Experimental transmission of a reconstituted quasispecies comprising viral variants with distinct modes of interaction with CD134 [1,2] revealed the selective expansion of variants bearing Envs typical of “early”, acute infection, binding CD134 through determinants in both cysteine rich domains (CRDs) 1 and 2. In contrast, variants with Envs typical of “late”, chronic infection (binding via CRD1 only) failed to thrive following experimental transmission. The basis for the defective replication of “late” variants did not lie in suppression by the humoral or cellular immune responses, but correlated with the nature of the virus-receptor interaction.

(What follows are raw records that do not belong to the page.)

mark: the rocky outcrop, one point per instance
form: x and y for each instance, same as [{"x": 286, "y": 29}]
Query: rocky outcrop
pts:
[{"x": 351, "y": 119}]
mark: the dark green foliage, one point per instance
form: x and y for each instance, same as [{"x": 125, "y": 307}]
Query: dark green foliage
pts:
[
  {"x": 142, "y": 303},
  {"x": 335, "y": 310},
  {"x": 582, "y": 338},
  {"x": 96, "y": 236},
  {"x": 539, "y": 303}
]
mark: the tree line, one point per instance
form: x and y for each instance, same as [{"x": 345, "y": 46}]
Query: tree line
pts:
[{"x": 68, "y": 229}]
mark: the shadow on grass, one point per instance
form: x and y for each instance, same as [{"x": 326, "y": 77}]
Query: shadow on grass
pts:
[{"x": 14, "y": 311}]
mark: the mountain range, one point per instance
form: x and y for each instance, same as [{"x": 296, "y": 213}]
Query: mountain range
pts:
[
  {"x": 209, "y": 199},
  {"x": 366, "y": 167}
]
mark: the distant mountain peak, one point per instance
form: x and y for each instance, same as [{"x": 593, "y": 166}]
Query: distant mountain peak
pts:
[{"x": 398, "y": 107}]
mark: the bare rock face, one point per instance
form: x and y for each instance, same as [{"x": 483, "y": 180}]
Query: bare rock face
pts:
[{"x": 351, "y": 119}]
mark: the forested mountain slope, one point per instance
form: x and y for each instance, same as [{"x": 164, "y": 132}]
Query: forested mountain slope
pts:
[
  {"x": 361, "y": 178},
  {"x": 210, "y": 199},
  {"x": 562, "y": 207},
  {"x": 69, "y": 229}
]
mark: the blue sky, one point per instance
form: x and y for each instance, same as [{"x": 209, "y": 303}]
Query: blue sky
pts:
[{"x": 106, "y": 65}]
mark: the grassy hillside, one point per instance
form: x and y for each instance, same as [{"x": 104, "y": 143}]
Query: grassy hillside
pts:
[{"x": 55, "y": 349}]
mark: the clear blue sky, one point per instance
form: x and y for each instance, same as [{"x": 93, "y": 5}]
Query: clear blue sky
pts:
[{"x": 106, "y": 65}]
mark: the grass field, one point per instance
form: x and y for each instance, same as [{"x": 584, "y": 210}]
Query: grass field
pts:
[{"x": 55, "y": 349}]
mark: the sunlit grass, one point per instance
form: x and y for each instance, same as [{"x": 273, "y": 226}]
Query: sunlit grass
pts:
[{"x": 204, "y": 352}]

In order to assess whether our experimental observations on CD134 usage extended to natural infection of free-ranging cats, we characterized the receptor usage of viruses from two groups of cats naturally infected with FIV (n=44). Cats displaying clinical signs were more likely to harbour viral variants with a “late” phenotype (CRD1-dependent) than healthy cats. The emergence of CRD1-dependent variants coincided with declining health status, lower CD4 lymphocyte counts and led to shorter survival times. However, it was apparent that the shift from a CRD1&2 to CRD1-dependent interaction with CD134 was not a prerequisite for disease progression, as 25% of the cats that died during the study did not harbour Env variants displaying the “late” phenotype.
The shift in CD134 usage observed following natural infection with FIV aligns with a model whereby transmitted viruses switch from CRD1&2-dependent binding to CD134, to a CRD1-dependent interaction as disease progresses. Whether this shift in receptor usage is a cause or consequence of disease progression remains to be established, however, receptor usage may serve as a prognostic indicator for disease progression.
This work was supported by a Wellcome Trust programme grant (BJW & MJH) and a Wellcome Trust Integrated Training Fellowship for Veterinarians (PB).